Prince Charles, heir apparent to the British crown, during a dinner at Windsor Castle hosted for South Asians, says the Punjabi word for underwear has been accepted.

india Updated: Nov 17, 2007 17:48 IST

Extolling what he called the "splendidly unstoppable" South Asian contributions in Britain, Prince Charles, the heir apparent to the British crown, told a dinner thrown for 200 Asian guests at Windsor Castle that the word chuddie - Indian word for underwear - is here to stay in the English language.

"I must say I am constantly struck by the fact the Britons of every origin in fact share more in common than they think," Charles said in his speech to the celebrity guests at the gala dinner.

"The sharing of language is a further case in point. The most well-known examples are probably 'bungalow', 'verandah' and, indeed, 'shampoo'."

"And more recently, chuddies seemed to have crept into the English language - if that is the correct way to put it," he told guests who included actor-couple Sanjeev Bhaskar and Meera Syal, cricketer Saj Mahmood, author Vikram Seth and actor Art Malik.

A day after Hindus anointed Prime Minister Gordon Brown as Govardhan Brown on Diwali at the House of Commons, Charles' mention of chuddies at Windsor Castle - his mother Elizabeth II's 900-year-old official residence - risked lowering the tone of celebrations a bit.

But it was an occasion for humour and the British royal made his risqué reference fully aware that it was Bhaskar and Syal, the creators of the BBC comedy series Goodness Gracious Me, who first put the word chuddie in the lexicon of the evolving English language.

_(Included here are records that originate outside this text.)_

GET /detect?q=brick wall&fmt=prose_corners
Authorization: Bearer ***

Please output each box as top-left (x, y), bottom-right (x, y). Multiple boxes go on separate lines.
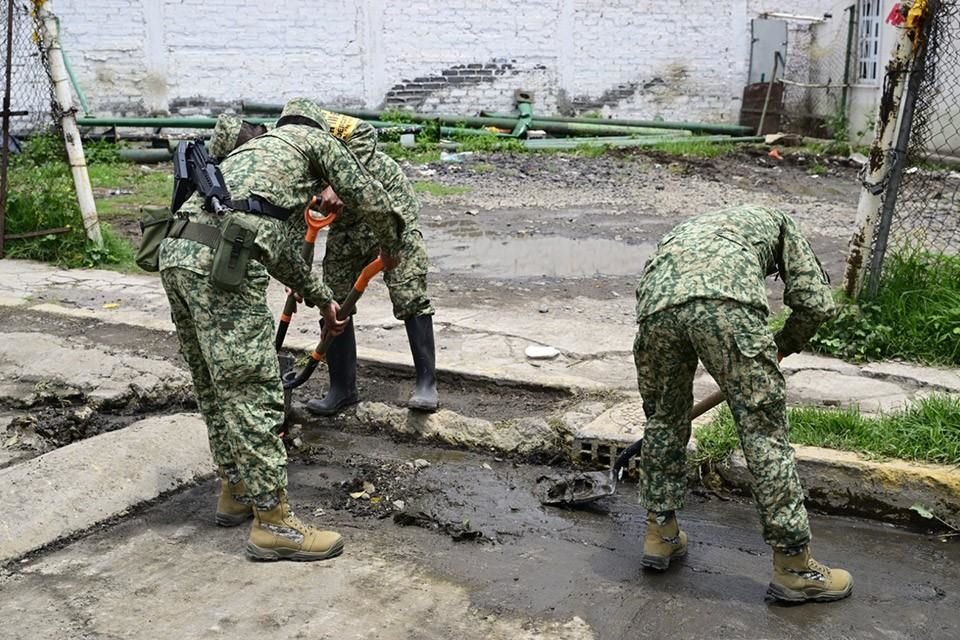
top-left (50, 0), bottom-right (847, 123)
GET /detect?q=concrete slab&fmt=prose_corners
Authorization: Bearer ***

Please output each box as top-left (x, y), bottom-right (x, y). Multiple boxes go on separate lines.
top-left (780, 352), bottom-right (863, 376)
top-left (862, 361), bottom-right (960, 393)
top-left (577, 401), bottom-right (645, 445)
top-left (0, 331), bottom-right (189, 407)
top-left (0, 413), bottom-right (213, 563)
top-left (786, 369), bottom-right (909, 408)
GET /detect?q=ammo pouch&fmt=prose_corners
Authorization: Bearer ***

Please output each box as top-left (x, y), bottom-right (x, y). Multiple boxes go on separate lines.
top-left (135, 206), bottom-right (175, 272)
top-left (208, 214), bottom-right (260, 292)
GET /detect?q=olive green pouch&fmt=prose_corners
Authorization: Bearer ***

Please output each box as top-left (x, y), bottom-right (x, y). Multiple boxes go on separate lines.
top-left (209, 214), bottom-right (258, 292)
top-left (135, 206), bottom-right (174, 272)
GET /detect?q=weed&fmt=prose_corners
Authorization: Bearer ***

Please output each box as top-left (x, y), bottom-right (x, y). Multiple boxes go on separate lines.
top-left (809, 163), bottom-right (829, 176)
top-left (811, 250), bottom-right (960, 365)
top-left (413, 181), bottom-right (472, 197)
top-left (648, 139), bottom-right (738, 159)
top-left (381, 141), bottom-right (441, 164)
top-left (5, 135), bottom-right (136, 268)
top-left (456, 135), bottom-right (526, 154)
top-left (695, 394), bottom-right (960, 466)
top-left (472, 162), bottom-right (496, 174)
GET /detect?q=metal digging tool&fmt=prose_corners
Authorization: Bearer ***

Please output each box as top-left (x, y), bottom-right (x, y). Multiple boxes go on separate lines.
top-left (537, 353), bottom-right (784, 507)
top-left (280, 255), bottom-right (385, 391)
top-left (275, 196), bottom-right (337, 353)
top-left (276, 197), bottom-right (336, 418)
top-left (535, 389), bottom-right (727, 507)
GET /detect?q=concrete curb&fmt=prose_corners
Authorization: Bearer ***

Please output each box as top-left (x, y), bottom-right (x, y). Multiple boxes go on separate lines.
top-left (0, 414), bottom-right (214, 564)
top-left (714, 445), bottom-right (960, 526)
top-left (3, 298), bottom-right (600, 396)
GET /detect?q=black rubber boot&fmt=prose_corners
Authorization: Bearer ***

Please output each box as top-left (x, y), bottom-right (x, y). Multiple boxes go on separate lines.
top-left (404, 315), bottom-right (439, 412)
top-left (306, 321), bottom-right (359, 417)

The word became famous after Bhaskar and Syal coined the phrase "kiss my chuddies" in their serial. And in 2005, it was officially entered into the Collins English Dictionary.

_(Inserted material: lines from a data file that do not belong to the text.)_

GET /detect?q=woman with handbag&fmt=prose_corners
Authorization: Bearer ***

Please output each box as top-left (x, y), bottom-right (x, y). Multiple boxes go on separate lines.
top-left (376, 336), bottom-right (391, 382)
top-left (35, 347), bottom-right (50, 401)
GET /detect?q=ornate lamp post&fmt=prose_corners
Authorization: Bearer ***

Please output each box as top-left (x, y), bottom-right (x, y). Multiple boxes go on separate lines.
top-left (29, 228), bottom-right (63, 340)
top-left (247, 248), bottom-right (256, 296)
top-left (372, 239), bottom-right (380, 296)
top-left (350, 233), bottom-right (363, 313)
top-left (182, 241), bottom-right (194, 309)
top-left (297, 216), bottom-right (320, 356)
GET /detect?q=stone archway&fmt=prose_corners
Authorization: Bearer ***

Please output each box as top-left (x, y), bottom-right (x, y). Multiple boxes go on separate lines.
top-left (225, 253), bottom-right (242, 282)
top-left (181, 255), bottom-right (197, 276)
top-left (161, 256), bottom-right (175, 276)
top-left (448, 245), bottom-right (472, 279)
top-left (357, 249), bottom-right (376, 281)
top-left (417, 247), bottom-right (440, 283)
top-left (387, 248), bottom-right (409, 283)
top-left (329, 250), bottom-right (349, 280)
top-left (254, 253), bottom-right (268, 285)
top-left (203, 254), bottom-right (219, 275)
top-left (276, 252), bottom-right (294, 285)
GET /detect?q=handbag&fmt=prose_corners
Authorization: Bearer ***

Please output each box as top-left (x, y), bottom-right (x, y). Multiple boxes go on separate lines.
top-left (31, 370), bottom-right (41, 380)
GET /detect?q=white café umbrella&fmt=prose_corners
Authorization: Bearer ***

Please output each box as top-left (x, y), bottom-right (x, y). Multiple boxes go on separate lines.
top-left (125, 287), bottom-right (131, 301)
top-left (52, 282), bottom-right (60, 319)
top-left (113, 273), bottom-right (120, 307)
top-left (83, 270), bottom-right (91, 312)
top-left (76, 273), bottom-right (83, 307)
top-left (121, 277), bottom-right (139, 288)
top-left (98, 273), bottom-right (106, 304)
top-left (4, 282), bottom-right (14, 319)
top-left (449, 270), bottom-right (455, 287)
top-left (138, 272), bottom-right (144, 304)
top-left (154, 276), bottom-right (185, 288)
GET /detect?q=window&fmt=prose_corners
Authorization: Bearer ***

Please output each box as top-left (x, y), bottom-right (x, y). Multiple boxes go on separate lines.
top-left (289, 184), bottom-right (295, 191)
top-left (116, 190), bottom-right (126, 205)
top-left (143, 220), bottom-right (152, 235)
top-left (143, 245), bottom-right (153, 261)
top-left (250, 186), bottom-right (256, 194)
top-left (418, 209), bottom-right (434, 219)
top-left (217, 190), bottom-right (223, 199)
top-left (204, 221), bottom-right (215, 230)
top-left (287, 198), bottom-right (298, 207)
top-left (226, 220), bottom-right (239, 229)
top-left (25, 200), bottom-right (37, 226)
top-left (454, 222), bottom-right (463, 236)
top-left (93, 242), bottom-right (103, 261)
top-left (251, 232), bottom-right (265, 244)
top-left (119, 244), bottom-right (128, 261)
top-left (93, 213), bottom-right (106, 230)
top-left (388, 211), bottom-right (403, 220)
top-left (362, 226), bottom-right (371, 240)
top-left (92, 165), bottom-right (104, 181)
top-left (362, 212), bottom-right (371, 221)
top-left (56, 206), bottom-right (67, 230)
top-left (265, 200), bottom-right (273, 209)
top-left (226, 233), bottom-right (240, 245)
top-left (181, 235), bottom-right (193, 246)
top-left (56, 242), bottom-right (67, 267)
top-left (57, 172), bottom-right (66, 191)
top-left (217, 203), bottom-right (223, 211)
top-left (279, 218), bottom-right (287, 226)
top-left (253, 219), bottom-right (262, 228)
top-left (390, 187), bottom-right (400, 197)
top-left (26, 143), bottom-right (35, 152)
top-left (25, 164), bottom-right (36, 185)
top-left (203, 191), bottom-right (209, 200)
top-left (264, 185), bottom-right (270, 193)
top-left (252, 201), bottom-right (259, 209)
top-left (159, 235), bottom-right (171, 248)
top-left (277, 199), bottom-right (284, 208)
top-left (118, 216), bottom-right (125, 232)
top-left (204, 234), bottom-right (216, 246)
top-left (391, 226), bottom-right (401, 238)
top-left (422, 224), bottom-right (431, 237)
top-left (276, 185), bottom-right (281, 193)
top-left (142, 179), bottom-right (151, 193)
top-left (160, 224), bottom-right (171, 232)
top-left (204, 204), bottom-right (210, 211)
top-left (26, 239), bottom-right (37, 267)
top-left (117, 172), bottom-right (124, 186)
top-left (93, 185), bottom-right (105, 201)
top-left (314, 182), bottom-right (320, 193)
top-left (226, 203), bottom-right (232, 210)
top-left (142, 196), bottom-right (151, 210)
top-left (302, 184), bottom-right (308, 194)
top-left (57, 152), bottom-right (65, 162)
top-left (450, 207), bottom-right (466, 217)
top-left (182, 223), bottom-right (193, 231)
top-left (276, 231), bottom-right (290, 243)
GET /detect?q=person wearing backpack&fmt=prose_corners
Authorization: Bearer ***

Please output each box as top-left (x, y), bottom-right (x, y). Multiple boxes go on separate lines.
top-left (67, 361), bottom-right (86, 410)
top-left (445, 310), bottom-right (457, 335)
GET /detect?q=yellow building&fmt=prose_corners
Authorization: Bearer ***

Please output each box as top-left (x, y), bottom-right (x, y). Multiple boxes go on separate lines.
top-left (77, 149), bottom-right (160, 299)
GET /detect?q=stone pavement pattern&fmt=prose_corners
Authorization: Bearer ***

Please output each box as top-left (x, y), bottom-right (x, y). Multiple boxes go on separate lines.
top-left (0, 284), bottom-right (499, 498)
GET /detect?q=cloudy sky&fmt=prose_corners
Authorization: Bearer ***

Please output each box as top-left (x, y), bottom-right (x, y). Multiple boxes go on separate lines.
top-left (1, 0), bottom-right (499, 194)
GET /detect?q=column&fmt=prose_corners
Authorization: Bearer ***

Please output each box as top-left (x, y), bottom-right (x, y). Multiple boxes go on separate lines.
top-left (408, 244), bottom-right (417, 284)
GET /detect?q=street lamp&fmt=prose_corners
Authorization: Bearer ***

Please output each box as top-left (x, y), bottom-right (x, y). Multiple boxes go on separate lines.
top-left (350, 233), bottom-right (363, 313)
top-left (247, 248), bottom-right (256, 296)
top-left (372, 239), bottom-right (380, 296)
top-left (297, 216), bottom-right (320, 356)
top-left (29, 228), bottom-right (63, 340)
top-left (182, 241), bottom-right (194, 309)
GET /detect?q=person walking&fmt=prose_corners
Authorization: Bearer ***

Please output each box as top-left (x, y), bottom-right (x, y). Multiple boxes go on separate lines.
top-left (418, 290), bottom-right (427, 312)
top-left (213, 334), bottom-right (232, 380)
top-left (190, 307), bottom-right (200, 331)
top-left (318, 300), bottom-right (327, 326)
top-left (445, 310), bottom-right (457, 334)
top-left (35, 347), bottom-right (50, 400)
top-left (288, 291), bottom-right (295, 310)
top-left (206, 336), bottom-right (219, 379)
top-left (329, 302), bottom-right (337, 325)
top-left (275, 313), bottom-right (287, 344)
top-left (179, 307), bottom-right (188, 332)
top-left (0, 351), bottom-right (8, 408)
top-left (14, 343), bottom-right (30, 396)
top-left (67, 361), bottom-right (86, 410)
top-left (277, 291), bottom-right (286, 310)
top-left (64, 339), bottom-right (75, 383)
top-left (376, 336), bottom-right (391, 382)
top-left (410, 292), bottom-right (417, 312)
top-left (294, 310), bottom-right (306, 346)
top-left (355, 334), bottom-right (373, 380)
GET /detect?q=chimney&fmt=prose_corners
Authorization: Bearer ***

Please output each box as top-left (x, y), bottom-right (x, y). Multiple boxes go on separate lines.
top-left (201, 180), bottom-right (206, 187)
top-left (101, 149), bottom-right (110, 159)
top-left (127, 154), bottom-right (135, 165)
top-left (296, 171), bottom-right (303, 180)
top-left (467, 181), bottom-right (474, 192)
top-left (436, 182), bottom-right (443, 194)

In his wide-ranging speech Charles paid handsome tributes to the Asian community in Britain saying people from India, Pakistan, Bangladesh and Sri Lanka had enriched Britain through their contributions in economy, arts, sport, music, food and - of course - language.

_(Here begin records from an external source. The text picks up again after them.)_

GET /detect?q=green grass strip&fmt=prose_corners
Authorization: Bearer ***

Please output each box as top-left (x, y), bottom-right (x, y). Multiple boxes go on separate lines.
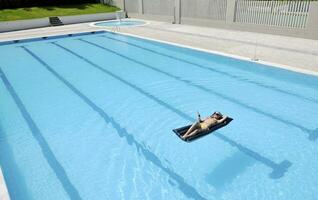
top-left (0, 3), bottom-right (119, 22)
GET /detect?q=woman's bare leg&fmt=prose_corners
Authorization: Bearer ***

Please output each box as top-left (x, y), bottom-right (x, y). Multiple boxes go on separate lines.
top-left (182, 122), bottom-right (200, 139)
top-left (185, 129), bottom-right (200, 139)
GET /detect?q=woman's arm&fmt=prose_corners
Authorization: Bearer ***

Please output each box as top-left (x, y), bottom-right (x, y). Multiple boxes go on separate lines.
top-left (217, 115), bottom-right (228, 123)
top-left (197, 112), bottom-right (203, 122)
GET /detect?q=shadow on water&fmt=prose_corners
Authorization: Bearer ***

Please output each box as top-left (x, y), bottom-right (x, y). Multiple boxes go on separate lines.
top-left (0, 68), bottom-right (82, 200)
top-left (205, 151), bottom-right (255, 190)
top-left (215, 133), bottom-right (292, 179)
top-left (0, 124), bottom-right (31, 199)
top-left (78, 38), bottom-right (317, 141)
top-left (50, 42), bottom-right (292, 179)
top-left (21, 47), bottom-right (207, 200)
top-left (100, 34), bottom-right (318, 105)
top-left (309, 128), bottom-right (318, 141)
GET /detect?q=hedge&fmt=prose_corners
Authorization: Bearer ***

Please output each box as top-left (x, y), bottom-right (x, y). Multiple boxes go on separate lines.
top-left (0, 0), bottom-right (103, 9)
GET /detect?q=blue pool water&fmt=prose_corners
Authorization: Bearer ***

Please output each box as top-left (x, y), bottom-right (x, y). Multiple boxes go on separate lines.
top-left (0, 31), bottom-right (318, 200)
top-left (94, 20), bottom-right (146, 27)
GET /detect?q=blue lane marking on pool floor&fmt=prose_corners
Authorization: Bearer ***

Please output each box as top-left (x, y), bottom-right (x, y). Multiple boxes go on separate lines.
top-left (1, 31), bottom-right (317, 200)
top-left (0, 118), bottom-right (31, 199)
top-left (48, 41), bottom-right (291, 178)
top-left (0, 67), bottom-right (82, 200)
top-left (20, 46), bottom-right (207, 200)
top-left (51, 42), bottom-right (193, 122)
top-left (76, 38), bottom-right (316, 140)
top-left (98, 34), bottom-right (318, 104)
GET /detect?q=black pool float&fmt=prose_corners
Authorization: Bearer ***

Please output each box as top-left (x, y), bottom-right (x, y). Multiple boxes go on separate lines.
top-left (173, 117), bottom-right (233, 142)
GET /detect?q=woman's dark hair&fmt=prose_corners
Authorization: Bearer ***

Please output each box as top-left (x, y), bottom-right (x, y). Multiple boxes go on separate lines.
top-left (212, 112), bottom-right (222, 119)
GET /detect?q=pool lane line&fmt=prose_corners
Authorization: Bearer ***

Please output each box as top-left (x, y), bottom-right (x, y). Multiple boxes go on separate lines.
top-left (0, 67), bottom-right (82, 200)
top-left (50, 42), bottom-right (292, 179)
top-left (98, 34), bottom-right (318, 105)
top-left (20, 46), bottom-right (207, 200)
top-left (53, 42), bottom-right (193, 122)
top-left (78, 38), bottom-right (318, 141)
top-left (0, 123), bottom-right (31, 199)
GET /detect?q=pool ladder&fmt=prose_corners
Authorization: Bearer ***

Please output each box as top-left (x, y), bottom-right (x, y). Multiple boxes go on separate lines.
top-left (111, 10), bottom-right (124, 33)
top-left (111, 25), bottom-right (120, 32)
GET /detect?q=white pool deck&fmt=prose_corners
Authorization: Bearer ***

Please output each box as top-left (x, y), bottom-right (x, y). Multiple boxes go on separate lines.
top-left (0, 18), bottom-right (317, 199)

The special dinner, he said was to celebrate the community on the 60th anniversary of India's and Pakistan's independence.

"So much has been written, and so much said, about the way that this remarkable shift of population has shaped modern Britain. We hear a great deal about the difficulties such migration can cause. But rarely, if ever, do we seem to find a moment to recognise the remarkable contribution which it has made to the social and economic fabric of this country," Charles said, adding: "The spotlight always seems to fall elsewhere..."

"That is why I was so keen to invite you to Windsor this evening: to shine a light on the diversity and quality of the skills present in this room and the still larger pool of talent that you represent; to celebrate the ways in which you have enriched Britain, in every sense; and to celebrate the fact that the groundswell of achievement of the South Asian community in this country seems splendidly unstoppable - to our great benefit!"

The Prince of Wales also drew a connection between himself and India, pointing out that he shared his birthday - the 14th of November - with Jawaharlal Nehru, India's first prime minister, and that "I was nearly conceived in 1947." He was born a year later.

"We all have a role to play in shaping our society on the basis of tolerance and understanding. This is not always easy. Younger people of all ethnic backgrounds are trying to work out just where they fit in," Charles said.

"What I have learnt from my travels is that by listening and trying to understand before we act we stand a better chance of coming up with the right answers."